Madame Figaro. – La beauté en 2020, c’est quoi ?
Marie Robert . – J’enseigne à beaucoup d’ados et je vois se dégager deux grands courants qui n’existaient pas du tout lorsque j’avais leur âge. Leur corps est totalement présent. Il y a une véritable acceptation du naturel, quasiment militant. Ils disent : «Je suis comme je suis. J’assume mes boutons, mon poids, mes poils… et mon corps est un message de totale liberté.» Et cela va bien au-delà du genre. C’est le triomphe de l’individu, mais d’un point de vue positif. L’autre tendance qui me fascine tout autant, c’est le jeu et cette ironie autour des cosmétiques. Le maquillage ou la coiffure n’est pas du tout une source de camouflage, mais de comédie, de mise en scène. Le but n’est pas d’améliorer un éventuel défaut, mais de créer un personnage.
Le digital est-il facteur d’émancipation ou d’aliénation ?
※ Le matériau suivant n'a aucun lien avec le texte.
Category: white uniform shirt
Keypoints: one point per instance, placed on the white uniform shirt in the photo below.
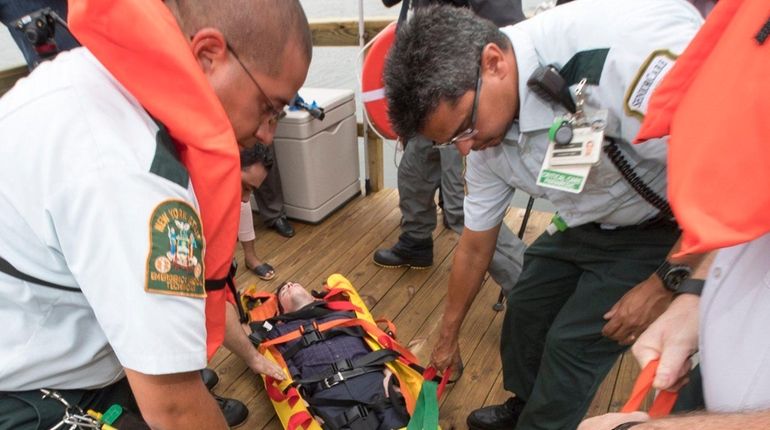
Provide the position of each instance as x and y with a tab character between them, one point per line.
633	31
735	316
77	198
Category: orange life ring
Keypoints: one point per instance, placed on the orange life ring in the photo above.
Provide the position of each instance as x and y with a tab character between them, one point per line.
372	87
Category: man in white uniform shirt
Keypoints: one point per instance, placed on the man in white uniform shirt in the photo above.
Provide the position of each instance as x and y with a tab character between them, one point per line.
590	286
102	242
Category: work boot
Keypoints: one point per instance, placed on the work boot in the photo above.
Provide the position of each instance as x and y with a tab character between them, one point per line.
407	252
235	411
498	417
210	378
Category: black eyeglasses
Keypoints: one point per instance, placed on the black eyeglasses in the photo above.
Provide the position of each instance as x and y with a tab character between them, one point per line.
275	114
471	131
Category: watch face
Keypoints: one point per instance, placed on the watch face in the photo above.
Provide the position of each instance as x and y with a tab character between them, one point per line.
675	276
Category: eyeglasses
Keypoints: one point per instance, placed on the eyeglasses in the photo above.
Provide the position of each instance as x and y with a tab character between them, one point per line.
470	131
275	114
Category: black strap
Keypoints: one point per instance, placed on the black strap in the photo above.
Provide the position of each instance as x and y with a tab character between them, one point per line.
8	268
346	369
312	336
243	317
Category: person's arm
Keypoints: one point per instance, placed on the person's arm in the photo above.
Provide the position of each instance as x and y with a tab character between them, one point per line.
701	421
673	337
641	305
711	421
175	401
472	257
238	343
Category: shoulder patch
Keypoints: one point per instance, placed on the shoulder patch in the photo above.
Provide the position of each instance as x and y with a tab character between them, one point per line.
654	68
175	259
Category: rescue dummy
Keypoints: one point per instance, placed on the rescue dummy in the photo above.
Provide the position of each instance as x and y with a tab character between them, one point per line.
349	373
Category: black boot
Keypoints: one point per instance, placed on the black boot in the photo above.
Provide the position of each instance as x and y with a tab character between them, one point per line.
498	417
407	252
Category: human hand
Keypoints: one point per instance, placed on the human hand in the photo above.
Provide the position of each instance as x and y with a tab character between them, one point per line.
262	366
672	338
253	175
610	421
446	353
636	310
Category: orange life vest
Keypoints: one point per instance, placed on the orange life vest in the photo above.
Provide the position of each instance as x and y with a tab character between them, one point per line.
714	105
141	45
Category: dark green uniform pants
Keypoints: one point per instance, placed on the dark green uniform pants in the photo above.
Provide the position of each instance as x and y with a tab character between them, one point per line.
27	410
553	353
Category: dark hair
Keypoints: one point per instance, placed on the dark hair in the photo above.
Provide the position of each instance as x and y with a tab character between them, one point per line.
435	57
281	310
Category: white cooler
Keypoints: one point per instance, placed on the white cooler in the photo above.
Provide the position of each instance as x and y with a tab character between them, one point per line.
318	160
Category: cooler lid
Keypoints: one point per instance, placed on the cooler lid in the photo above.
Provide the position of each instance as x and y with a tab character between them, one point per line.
327	98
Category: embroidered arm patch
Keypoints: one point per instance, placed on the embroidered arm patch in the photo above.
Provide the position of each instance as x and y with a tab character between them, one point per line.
655	67
175	259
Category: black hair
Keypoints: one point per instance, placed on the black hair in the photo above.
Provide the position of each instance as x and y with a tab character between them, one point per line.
435	58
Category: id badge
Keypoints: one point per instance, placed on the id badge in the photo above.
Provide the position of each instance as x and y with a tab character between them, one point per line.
571	179
584	147
567	164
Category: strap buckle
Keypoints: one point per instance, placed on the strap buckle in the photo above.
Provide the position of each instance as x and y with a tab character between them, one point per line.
342	365
333	380
310	334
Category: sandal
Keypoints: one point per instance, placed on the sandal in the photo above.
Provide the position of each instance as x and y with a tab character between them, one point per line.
264	271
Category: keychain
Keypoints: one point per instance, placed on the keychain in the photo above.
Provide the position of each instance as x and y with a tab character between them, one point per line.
574	146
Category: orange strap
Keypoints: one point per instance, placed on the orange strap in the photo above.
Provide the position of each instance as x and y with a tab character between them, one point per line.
391	331
662	404
300	419
371	329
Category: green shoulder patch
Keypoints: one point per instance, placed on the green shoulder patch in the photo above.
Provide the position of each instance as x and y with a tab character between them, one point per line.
175	260
654	68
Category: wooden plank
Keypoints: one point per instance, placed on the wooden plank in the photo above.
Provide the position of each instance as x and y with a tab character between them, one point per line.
603	398
413	298
313	258
344	31
9	77
629	370
292	254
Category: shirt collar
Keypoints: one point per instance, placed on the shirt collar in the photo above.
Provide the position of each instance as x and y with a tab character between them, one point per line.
534	113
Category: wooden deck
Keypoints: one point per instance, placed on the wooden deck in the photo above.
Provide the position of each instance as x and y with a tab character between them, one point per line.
413	299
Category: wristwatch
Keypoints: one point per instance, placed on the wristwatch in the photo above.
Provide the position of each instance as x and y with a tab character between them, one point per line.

Il est vrai que mes élèves font beaucoup de selfies, mais c’est presque de l’ordre de la quête métaphysique, comme si elles vérifiaient tous les jours qui elles sont et ce qu’elles deviennent. En se cherchant, elles apprennent à redessiner leurs contours en quelque sorte et à se rassurer face à ces questionnements incessants. C’est un outil de développement personnel comme un autre.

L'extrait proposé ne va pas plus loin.